Asia XI rebounded at Kingsmead to square the series with one match to play. Good contributions from the entire top order – the top six hit one six each, Shahid Afridi getting out the next ball but all the others at least passing 30 – saw Asia XI to 267 for 7, with the two Sri Lankans Kumar Sangakkara and Mahela Jayawardene making half-centuries. Kenyan Thomas Odoyo was statistically the best bowler for the African XI, with three wickets for 45, making him tied best wicket-taker for the African XI so far in the series. Indeed, the Kenyan contingent of the African side performed well, with Steve Tikolo making a run-a-ball 43 from number seven – but AB de Villiers used up 67 balls for making his 39, the African XI had to suffer three run outs, and in the end two wickets from Zaheer Khan wrapped up the African innings – 18 runs short of victory.

===Third ODI===

After Africa XI had been bowled out for a measly 106, rain poured down steadily on Kingsmead, and the umpires eventually declared that play was not possible.

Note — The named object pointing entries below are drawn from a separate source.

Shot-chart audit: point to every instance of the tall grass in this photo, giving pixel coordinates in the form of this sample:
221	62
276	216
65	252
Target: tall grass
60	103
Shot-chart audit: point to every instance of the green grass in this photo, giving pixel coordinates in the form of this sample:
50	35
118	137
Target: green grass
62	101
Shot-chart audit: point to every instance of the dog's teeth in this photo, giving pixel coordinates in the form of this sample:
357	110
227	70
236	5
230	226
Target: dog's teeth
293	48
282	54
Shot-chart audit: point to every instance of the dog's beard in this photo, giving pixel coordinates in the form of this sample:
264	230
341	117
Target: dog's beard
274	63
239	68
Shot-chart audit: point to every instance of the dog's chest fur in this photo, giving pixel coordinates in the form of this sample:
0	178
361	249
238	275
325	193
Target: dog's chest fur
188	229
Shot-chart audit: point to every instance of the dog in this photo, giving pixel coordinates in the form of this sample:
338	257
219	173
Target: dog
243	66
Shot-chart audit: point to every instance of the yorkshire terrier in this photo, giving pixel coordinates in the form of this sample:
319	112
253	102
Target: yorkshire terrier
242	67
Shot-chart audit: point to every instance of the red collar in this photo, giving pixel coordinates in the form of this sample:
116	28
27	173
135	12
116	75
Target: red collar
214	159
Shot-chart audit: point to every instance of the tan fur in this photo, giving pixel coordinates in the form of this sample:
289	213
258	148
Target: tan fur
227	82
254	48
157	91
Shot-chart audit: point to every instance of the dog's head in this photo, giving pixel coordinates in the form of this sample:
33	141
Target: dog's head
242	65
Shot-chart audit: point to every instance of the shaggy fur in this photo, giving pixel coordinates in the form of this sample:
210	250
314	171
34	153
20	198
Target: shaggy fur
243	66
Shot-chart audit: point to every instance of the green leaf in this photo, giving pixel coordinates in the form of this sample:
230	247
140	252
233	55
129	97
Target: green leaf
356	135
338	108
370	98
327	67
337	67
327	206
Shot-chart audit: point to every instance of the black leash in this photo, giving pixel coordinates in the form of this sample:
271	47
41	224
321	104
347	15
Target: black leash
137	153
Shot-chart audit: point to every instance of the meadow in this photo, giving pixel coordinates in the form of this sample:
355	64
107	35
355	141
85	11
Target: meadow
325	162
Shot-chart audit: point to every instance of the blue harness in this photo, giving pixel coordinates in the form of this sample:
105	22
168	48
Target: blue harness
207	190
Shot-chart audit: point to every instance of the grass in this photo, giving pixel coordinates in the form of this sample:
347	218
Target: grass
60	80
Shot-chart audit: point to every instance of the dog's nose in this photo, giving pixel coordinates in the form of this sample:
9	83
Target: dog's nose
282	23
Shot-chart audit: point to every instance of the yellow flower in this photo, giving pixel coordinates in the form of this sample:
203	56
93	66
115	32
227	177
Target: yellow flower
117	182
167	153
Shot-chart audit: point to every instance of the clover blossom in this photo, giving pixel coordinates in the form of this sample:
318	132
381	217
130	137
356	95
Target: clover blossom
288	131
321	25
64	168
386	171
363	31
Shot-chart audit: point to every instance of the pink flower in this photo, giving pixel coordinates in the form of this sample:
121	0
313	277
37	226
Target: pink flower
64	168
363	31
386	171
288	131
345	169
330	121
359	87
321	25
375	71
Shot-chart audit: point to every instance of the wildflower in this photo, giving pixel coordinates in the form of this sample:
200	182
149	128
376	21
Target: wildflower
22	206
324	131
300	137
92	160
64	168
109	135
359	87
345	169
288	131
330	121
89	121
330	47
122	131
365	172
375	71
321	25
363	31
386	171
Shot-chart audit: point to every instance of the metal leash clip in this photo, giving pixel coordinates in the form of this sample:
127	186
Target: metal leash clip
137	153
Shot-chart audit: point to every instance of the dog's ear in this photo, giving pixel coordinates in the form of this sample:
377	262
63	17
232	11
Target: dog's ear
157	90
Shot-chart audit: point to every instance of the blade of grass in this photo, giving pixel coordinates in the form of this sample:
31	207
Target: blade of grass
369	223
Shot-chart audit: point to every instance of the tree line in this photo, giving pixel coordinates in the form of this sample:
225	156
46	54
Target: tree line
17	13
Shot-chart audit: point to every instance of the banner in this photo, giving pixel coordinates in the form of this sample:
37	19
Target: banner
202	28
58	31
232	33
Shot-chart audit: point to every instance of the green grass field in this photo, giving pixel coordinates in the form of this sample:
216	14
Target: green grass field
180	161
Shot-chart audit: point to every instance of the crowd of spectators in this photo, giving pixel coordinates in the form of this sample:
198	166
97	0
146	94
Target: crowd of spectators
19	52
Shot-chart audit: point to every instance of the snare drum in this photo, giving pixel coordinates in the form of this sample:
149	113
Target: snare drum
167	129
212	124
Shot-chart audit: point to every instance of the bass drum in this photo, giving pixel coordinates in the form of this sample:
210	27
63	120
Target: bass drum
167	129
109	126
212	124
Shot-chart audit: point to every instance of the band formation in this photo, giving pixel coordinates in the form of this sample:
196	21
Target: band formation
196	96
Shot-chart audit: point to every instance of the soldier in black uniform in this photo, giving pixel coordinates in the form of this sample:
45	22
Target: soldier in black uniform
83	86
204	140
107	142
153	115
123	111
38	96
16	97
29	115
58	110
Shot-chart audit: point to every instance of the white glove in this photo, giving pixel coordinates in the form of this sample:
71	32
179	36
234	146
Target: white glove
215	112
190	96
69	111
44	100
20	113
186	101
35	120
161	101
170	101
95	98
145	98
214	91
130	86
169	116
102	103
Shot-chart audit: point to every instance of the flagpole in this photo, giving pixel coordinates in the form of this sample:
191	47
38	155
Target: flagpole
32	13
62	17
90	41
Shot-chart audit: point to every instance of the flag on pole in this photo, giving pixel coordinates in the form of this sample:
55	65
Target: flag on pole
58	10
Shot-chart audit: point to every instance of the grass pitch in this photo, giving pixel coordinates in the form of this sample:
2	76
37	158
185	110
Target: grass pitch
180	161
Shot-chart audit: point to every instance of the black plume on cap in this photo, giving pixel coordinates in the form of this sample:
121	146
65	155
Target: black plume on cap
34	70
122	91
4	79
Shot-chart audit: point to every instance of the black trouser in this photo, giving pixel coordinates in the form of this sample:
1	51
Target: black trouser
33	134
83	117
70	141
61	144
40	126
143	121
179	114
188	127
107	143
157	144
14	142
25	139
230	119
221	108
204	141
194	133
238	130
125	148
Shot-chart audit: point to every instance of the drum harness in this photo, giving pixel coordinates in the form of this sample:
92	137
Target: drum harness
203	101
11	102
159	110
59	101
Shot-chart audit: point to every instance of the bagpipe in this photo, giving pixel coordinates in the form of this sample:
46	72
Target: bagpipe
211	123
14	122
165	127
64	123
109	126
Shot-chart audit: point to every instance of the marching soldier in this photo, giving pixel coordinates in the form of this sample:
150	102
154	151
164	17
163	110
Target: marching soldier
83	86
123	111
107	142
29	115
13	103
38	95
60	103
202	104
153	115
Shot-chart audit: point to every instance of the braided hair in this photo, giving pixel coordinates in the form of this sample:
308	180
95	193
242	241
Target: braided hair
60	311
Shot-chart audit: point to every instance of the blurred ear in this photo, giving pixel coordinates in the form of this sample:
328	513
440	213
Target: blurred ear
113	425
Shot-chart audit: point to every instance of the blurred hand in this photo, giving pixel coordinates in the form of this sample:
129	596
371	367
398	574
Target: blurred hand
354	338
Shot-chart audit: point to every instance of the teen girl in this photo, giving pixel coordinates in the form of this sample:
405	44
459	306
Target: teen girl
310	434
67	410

The rain had already caused the start of the game to be delayed for two hours, before Shoaib Akhtar and Zaheer Khan unleashed their fast bowling on the African side. When Tatenda Taibu departed for 10, the score was 51 for 7, and only good hitting and running from Shaun Pollock, who hit 44 not out, carried Africa past 100. Steve Tikolo, the top-scorer from the last match, was intriguingly dropped. Then, Dale Steyn and Shaun Pollock ripped out the two Asian openers Virender Sehwag and Shahid Afridi, and, with the score eight for 2, the weather intervened. No further play was possible, and thus the two continents shared the title.